Reverse — rural pin, default radius
GET /v1/reverse?lat=46.49125&lng=-120.395{ "results": [] }The nearest known address is 577 m away. The default 100 m cap returns nothing.
Reverse — rural pin, widened radius
GET /v1/reverse?lat=46.49125&lng=-120.395&radius=1000{
"results": [{
"formatted_address": "165 East PARKER HEIGHTS Road, WAPATO, WA 98951, US",
"accuracy": "postcode",
"accuracy_score": 0.5,
"source": "overture"
}]
}577 m distance lands in the postcode band → 0.50. You're getting the nearest known address in the same neighbourhood, not the exact parcel at the pin.
How to use accuracy_score in your application
| Threshold | Behavior |
|---|---|
≥ 0.85 | Safe to use as a confirmed match. Show on maps without disclaimer. |
0.60 – 0.84 | Useful, but flag it — show "approximate" indicator in UI, ask user to confirm. |
0.40 – 0.59 | Best-effort.
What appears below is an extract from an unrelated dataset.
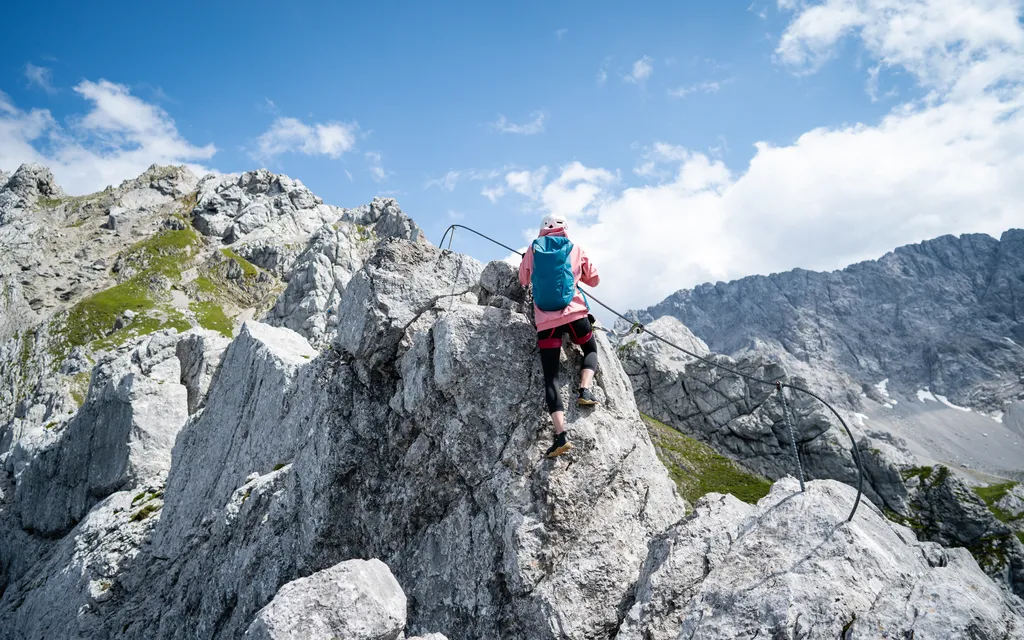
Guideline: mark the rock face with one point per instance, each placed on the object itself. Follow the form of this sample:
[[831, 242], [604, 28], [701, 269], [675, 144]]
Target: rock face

Use for analytics / aggregation, not for "this is your delivery address." |
< 0.40 | Treat as a hint, not an answer. Often city-level only. |
Combine the score with the accuracy label for richer logic:
if result["accuracy"] == "rooftop" and result["accuracy_score"] >= 0.95:
# Pin on map, no disclaimer
...
elif result["accuracy"] in ("building", "street", "interpolated"):
# Show with "approximate" badge
...
elif result["accuracy"] in ("postcode", "centroid", "city", "approximate"):
# Aggregate-only, don't pin
...What we explicitly don't claim
- Per-component confidence. Geoapify and HERE expose separate
confidence_street_level,confidence_city_level, etc. We currently emit a single overallaccuracy_scoreonly. - A first-class
match_levelfield. Ouraccuracylabel combines precision (rooftop vs approximate) with granularity (building vs postcode vs city). Major providers separate these into two fields. We may split them in a future API version. - Rooftop precision for hits beyond 30 m on reverse. Before May 2026 the API returned
accuracy_score: 1.0for any reverse hit within 100 m. That was overstated. The new distance bands correct it — a hit at 50 m now scoresbuilding / 0.90, notrooftop / 1.00. - Re-scored supplier results. HERE and Google returns carry their original confidence values, computed by their own matching logic. We expose them as-is and do not re-derive them. Compare scores across
sourcevalues with that in mind.
Changes
- 2026-05-23 — Reverse geocoding gained distance-aware scoring (
rooftop/building/street/postcode/citybands). Added?radius=parameter (default 100, max 1500). Default search-cap behavior unchanged; the per-hit score now reflects actual distance rather than hard-coded 1.0. - Earlier 2026 — Forward
MatchStrength+crossValidateintroduced after the Tuttle / Wilson OK misroute. Replaced uniform1.0 / rooftopwith phase-aware scoring.